Land Use, Natural Resources, and Biodiversity
A Growing Community
Dukes and Nantucket Counties have the fastest population growth in the state. As more people call the Island home, we need to ensure that we are growing smart and protecting the health of our diverse natural areas.
Over the last 25 years, however, clearing land and planting non-native species contributed to a loss of nearly 10% of our native flora from an increase in pests and invasive plants. For new and existing properties, enhancing biodiversity on the Island is critical to supporting a healthy ecosystem. We must recognize that our most critical needs - air, food, water, shelter - are all provided for by a healthy natural environment.
Wetlands and Ponds
Saving Our Shores
Without room to migrate inland, many salt marshes will turn into tidal flats as the sea rises. Over 266 of the Island’s 3,500 acres of wetlands (largely salt marshes) could be lost by 2050 due to sea level rise. Taking steps to protect these areas, while limiting the Island's contribution to climate change, will help our wetlands retain their ecosystem values and make them more resilient.
Nearly every one of our 27 coastal ponds are currently classified as "impaired," a designation which indicates poor health and an inability to meet one or more of the standards set by the Clean Water Act. Degraded pond water quality is further stressed due to climate change impacts such as warmer and more acidic water and heavier rainfall.
Smart Land Use
On our Island, equitable access to basic resources is already under stress.

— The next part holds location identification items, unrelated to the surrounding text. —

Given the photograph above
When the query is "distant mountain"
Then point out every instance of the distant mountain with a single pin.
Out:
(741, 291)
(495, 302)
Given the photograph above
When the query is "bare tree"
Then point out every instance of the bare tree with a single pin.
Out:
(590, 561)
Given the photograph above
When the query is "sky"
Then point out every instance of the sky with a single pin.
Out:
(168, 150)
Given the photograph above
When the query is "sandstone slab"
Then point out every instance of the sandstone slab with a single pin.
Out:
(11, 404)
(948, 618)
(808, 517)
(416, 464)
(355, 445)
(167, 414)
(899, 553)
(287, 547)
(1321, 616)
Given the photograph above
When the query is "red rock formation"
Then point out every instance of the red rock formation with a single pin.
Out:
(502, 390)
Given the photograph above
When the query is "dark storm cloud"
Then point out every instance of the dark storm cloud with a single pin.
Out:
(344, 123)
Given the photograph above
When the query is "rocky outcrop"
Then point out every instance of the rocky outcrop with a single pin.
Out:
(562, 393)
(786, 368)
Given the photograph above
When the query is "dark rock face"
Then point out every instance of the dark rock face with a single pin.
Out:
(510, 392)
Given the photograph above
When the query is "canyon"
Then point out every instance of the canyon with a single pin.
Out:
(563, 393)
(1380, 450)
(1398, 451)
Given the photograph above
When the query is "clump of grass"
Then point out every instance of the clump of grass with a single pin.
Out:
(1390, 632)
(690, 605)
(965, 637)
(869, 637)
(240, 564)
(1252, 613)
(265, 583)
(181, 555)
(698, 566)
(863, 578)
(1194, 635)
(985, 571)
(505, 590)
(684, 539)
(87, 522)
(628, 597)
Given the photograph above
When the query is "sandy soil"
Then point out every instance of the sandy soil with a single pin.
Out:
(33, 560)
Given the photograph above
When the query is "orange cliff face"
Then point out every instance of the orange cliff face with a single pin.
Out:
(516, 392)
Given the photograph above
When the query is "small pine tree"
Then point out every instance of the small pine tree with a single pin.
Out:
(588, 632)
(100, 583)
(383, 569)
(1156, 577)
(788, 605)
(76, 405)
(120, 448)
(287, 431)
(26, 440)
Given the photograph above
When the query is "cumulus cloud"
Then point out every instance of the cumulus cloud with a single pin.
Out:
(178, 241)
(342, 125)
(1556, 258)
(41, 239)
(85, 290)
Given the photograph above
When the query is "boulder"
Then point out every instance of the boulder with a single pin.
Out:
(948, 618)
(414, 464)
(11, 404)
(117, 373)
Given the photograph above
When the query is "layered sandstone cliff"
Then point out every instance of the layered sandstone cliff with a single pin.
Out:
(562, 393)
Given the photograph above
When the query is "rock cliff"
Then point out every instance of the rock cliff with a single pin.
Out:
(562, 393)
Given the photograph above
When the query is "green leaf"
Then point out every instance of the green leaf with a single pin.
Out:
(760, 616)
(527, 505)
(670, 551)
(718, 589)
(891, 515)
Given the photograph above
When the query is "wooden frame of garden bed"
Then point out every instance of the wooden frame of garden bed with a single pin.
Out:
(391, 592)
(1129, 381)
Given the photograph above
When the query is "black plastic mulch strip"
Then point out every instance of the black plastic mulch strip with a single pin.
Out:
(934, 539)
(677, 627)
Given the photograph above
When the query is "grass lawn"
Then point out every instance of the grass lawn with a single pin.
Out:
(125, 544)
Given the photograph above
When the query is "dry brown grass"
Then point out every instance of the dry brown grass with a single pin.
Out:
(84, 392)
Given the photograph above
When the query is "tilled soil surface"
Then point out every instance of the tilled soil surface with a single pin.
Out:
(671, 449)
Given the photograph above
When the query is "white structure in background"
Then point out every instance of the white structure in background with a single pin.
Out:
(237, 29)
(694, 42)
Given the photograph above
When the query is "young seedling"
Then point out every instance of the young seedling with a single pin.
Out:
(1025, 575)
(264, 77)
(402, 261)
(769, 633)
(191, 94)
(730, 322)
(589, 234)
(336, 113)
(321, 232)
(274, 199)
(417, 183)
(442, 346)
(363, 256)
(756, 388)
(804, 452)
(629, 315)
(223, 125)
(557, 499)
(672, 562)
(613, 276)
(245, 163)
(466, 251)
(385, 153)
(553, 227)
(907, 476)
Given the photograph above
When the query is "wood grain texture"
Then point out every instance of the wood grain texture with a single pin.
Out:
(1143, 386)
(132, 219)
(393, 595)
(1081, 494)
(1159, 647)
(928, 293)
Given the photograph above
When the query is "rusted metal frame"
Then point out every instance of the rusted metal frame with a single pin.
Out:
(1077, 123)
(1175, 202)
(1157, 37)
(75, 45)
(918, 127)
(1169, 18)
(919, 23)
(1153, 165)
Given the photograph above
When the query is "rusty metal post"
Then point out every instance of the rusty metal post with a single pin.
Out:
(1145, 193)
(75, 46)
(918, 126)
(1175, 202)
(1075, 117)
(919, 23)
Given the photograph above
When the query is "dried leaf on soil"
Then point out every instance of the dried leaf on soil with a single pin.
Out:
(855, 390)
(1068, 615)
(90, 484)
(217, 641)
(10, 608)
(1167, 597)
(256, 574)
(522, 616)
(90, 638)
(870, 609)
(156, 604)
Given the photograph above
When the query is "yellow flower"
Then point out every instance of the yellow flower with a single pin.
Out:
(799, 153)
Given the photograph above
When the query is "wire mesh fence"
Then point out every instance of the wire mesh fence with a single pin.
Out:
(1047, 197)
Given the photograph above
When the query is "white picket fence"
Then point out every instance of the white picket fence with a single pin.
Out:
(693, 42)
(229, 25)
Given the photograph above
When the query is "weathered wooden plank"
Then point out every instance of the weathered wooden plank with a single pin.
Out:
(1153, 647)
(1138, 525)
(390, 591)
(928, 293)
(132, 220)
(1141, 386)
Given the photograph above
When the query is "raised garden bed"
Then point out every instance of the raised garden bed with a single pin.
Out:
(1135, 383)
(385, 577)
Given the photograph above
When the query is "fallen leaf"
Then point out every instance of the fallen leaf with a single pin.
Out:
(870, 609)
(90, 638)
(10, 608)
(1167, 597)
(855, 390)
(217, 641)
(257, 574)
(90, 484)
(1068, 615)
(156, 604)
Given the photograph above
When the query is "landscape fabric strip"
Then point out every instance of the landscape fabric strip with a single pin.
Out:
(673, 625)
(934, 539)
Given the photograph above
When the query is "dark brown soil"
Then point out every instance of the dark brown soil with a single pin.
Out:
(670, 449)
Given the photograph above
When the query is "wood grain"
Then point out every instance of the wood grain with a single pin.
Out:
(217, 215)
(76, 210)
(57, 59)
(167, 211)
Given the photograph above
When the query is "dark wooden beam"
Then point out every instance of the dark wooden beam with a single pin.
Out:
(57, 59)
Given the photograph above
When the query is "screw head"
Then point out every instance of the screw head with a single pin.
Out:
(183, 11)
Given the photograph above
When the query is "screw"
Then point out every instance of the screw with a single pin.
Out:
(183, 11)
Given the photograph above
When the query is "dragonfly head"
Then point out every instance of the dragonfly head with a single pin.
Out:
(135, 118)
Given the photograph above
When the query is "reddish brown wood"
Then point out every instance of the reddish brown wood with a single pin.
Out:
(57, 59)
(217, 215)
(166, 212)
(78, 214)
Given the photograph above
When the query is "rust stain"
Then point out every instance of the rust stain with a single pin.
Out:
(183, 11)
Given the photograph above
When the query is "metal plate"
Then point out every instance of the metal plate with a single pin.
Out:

Our growing population is living in prolonged states of insecurity – a problem which will deepen in the face of climate impacts. The Vineyard Way plan aims to foster careful land use decision-making that is inclusive of the community and can help keep our most vulnerable residents out of harm’s way while also promoting of a healthy environment. If not done thoughtfully, however, our existing land use patterns stand to broaden inequality, further endanger our most vulnerable populations, degrade our environment, and impair the overall resilience of our community.